21.4. Le tribunal ne peut, à moins d'une erreur de droit ou d'une erreur de fait déterminante dans la décision contestée, réévaluer l'appréciation que la commission a faite de la demande sur la base des critères dont elle devait tenir compte.
Lorsque le Tribunal constate, à l'examen de la requête et de la décision contestée, qu'en raison d'une telle erreur de droit ou de fait, la commission a omis d'apprécier la demande sur la base de ces critères, il peut lui retourner le dossier pour qu'elle y procède.
[34] Le pouvoir d’intervention du Tribunal est encadré par l’article 15 de la Loi sur la justice administrative[5] (LJA) :
15. Le Tribunal a le pouvoir de décider toute question de droit ou de fait nécessaire à l'exercice de sa compétence.
Lorsqu'il s'agit de la contestation d'une décision, il peut confirmer, modifier ou infirmer la décision contestée et, s'il y a lieu, rendre la décision qui, à son avis, aurait dû être prise en premier lieu.
[35] Dans l’arrêt Saint-Pie[6], la Cour d’appel insiste sur la condition préalable d’erreur de droit ou d’erreur de fait déterminante et précise le rôle du Tribunal :
« [74] Quant au TAQ, si un recours est ensuite intenté devant lui, il ne pourra intervenir qu'après avoir identifié une erreur de droit ou une erreur de fait déterminante dans la décision de la CPTAQ; il s'agit là d'une condition préalable à sa compétence d'intervenir sur le fond.

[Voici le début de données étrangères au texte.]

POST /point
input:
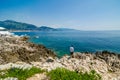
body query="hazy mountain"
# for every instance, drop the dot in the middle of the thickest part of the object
(13, 25)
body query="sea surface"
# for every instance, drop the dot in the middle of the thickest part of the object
(83, 41)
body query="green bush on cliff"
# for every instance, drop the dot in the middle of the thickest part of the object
(21, 74)
(64, 74)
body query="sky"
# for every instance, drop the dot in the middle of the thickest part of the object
(75, 14)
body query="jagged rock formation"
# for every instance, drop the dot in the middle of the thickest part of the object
(19, 52)
(14, 48)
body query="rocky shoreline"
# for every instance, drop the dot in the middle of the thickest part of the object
(16, 51)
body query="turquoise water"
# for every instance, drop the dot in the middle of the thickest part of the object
(82, 41)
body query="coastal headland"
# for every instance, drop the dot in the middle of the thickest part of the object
(16, 51)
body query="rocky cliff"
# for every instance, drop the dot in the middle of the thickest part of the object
(18, 52)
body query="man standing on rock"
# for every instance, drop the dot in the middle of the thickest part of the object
(71, 50)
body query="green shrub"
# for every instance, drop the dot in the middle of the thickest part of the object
(21, 74)
(64, 74)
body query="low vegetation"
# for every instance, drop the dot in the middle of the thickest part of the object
(21, 74)
(64, 74)
(57, 74)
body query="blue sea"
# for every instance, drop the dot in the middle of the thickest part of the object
(90, 41)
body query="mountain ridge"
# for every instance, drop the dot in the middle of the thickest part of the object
(12, 25)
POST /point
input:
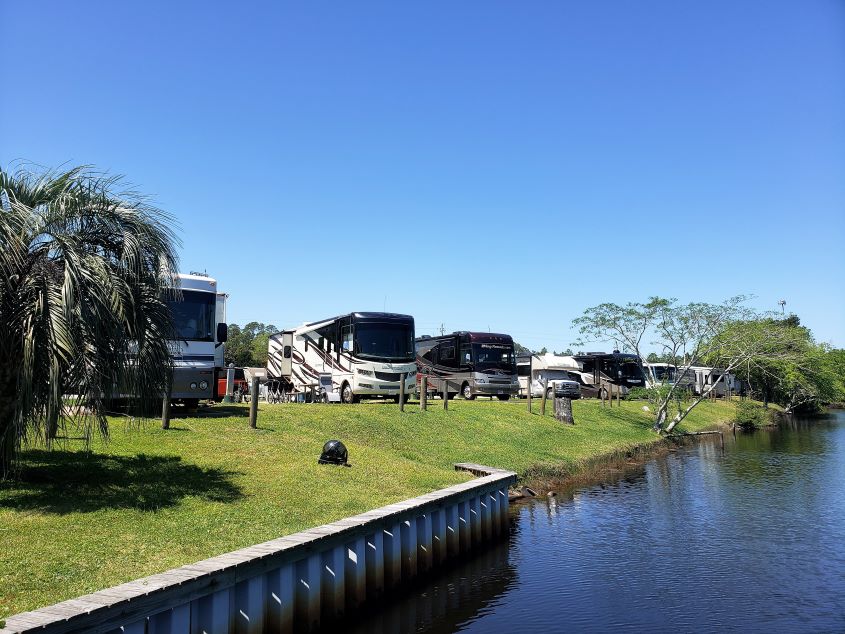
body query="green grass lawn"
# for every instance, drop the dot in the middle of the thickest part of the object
(149, 500)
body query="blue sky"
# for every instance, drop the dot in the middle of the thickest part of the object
(482, 165)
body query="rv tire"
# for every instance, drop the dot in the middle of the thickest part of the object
(346, 394)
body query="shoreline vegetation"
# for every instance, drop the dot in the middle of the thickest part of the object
(149, 500)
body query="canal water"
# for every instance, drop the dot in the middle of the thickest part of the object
(751, 540)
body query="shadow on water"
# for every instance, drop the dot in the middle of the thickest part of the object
(79, 482)
(452, 597)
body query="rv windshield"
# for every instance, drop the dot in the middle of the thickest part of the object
(493, 356)
(193, 316)
(385, 341)
(663, 373)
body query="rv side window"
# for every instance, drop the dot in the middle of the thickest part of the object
(447, 354)
(466, 354)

La mission du TAQ n'est pas de déterminer si la décision rendue était la bonne, mais uniquement de déterminer si celle-ci est entachée d'une erreur de droit ou d'une erreur de fait déterminante.

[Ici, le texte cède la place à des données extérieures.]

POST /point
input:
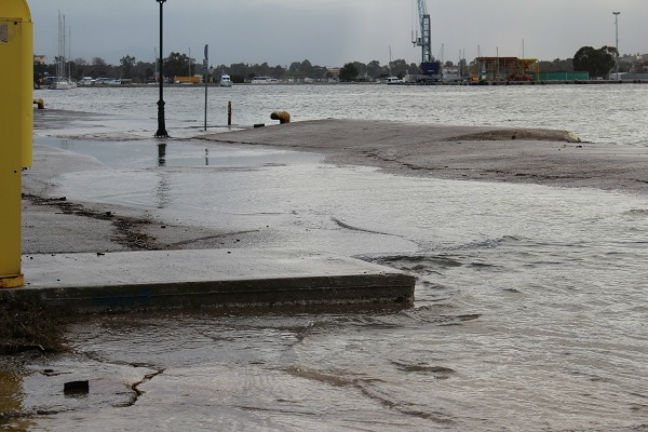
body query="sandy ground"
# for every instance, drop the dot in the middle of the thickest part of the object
(548, 157)
(53, 224)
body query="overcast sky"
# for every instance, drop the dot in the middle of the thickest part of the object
(332, 32)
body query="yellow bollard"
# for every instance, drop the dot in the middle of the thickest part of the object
(16, 115)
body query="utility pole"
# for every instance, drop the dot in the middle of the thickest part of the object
(616, 25)
(161, 132)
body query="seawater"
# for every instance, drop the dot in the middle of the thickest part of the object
(612, 114)
(530, 302)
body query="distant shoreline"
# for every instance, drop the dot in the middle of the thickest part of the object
(483, 83)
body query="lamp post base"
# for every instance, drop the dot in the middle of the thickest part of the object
(161, 132)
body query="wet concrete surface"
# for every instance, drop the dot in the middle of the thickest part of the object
(529, 312)
(541, 156)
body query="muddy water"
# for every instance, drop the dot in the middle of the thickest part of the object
(530, 305)
(601, 113)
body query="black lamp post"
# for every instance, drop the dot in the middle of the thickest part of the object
(161, 132)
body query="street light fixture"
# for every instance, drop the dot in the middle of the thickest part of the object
(161, 132)
(616, 25)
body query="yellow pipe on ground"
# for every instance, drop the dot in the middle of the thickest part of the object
(282, 116)
(16, 114)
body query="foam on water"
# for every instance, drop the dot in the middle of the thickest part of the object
(530, 303)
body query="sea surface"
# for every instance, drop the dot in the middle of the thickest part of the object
(531, 301)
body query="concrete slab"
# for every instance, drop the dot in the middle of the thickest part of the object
(240, 280)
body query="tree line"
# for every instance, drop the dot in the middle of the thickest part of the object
(179, 64)
(598, 62)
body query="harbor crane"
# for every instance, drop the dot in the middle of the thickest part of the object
(428, 66)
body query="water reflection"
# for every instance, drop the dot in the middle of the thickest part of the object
(161, 154)
(162, 190)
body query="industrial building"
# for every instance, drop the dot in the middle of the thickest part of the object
(503, 69)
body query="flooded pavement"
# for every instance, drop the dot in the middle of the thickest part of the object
(529, 313)
(530, 304)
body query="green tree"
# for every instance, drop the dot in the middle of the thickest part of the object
(598, 62)
(348, 72)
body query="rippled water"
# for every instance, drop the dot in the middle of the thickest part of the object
(602, 113)
(530, 303)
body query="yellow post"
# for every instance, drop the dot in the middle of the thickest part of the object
(16, 123)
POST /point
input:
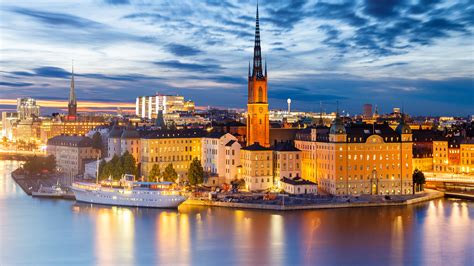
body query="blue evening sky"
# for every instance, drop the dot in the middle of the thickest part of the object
(418, 54)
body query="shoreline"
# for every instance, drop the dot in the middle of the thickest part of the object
(26, 184)
(429, 195)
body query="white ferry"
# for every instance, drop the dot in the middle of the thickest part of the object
(127, 192)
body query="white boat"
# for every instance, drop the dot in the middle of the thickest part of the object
(54, 191)
(127, 192)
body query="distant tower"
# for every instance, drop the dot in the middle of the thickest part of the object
(367, 110)
(258, 125)
(72, 105)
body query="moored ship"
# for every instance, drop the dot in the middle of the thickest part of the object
(128, 192)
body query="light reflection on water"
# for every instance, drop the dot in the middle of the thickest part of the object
(53, 232)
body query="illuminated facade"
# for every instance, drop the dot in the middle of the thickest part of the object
(71, 152)
(163, 147)
(257, 167)
(27, 108)
(148, 106)
(361, 159)
(258, 125)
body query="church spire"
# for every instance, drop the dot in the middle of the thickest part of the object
(72, 105)
(257, 52)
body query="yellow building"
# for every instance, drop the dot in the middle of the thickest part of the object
(51, 128)
(257, 167)
(467, 157)
(363, 159)
(163, 147)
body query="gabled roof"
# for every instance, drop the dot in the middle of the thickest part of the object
(297, 181)
(284, 146)
(256, 147)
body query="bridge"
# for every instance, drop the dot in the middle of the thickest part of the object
(455, 185)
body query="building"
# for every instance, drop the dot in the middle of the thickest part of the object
(163, 147)
(232, 161)
(130, 142)
(148, 106)
(467, 157)
(257, 167)
(214, 157)
(8, 123)
(297, 185)
(258, 125)
(286, 160)
(360, 158)
(71, 153)
(50, 128)
(114, 142)
(367, 111)
(72, 104)
(27, 108)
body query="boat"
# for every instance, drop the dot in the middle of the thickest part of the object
(54, 191)
(128, 192)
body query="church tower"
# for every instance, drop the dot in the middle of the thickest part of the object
(72, 105)
(258, 125)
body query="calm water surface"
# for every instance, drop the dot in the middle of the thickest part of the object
(51, 232)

[75] La deuxième partie de l'article 21.4 de la Loi précise que cet exercice se fait à l'examen de la requête et de la décision contestée, une précision que la jurisprudence de la Cour du Québec favorable à la thèse du recours de novo semble aussi avoir ignorée. »
[transcription conforme]
[36] Comme cela a été décidé dans la décision Ulverton[7], une erreur déterminante est une erreur significative et non pas une simple erreur technique ou une erreur banale.
[37] La requérante plaide que la LPTAA est une loi d’équilibre et que de ce fait, la Commission doit soupeser les critères 9o et 10o de l’article 62 avec les autres critères qui s’appliquent à la demande.
[38] Il y a effectivement, dans ce dossier, des critères favorables et défavorables à soupeser comme le reconnaît l’UPA dans sa lettre d’appui du 7 juin 2011[8].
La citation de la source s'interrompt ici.